Clarkson, sensing blood in the water, leaned in. With the enthusiasm of a daytime-TV therapist, she began “diagnosing” him in real time. Her theory? The endless accessibility demanded of modern celebrities. “It’s like a tiny, glowing boss in your pocket,” she joked, “and it never clocks out.” Liu nodded a little too hard.

Things got even more relatable when Liu admitted to experiencing “phantom vibrations”—that eerie sensation of your phone buzzing when it’s nowhere near you. For him, it’s become so frequent that he’s started putting his phone face-down across the room just to feel normal again. The crowd groaned in recognition.

What made the moment land wasn’t just the comedy—it was the timing. The Copenhagen Test centers on digital paranoia, hacking, and the collapse of personal boundaries. Liu admitted the role blurred lines in his own life, pushing his already tech-heavy reality into something closer to constant alert mode. His personal solution for 2026? “Airplane mode,” he said, only half joking.

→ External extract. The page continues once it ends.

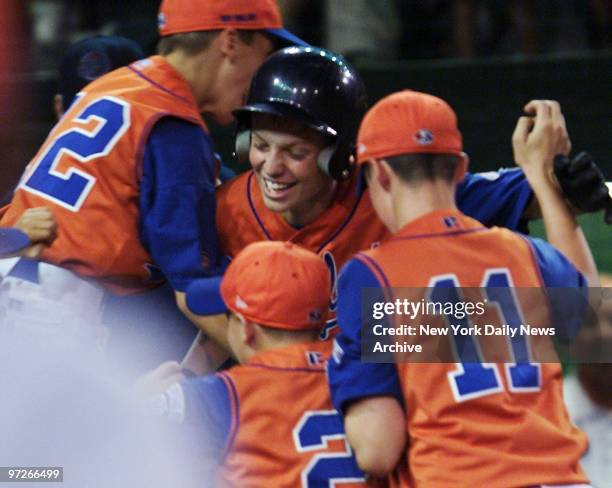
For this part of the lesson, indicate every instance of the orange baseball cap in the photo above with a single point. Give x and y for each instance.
(275, 284)
(176, 16)
(408, 122)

Despite the anxiety talk, Liu proved he’s far from unraveling. Later in the episode, he participated in the show’s “Cameo-oke” segment, delivering a surprisingly emotional performance of Benson Boone’s “In the Stars.” The contrast—vulnerable singing after public confession—only deepened the audience’s connection to him.

In a world obsessed with being reachable, Simu Liu’s fear struck a nerve. Not because it was strange—but because it felt painfully familiar. Sometimes, even superheroes just want their phones to stop screaming at them.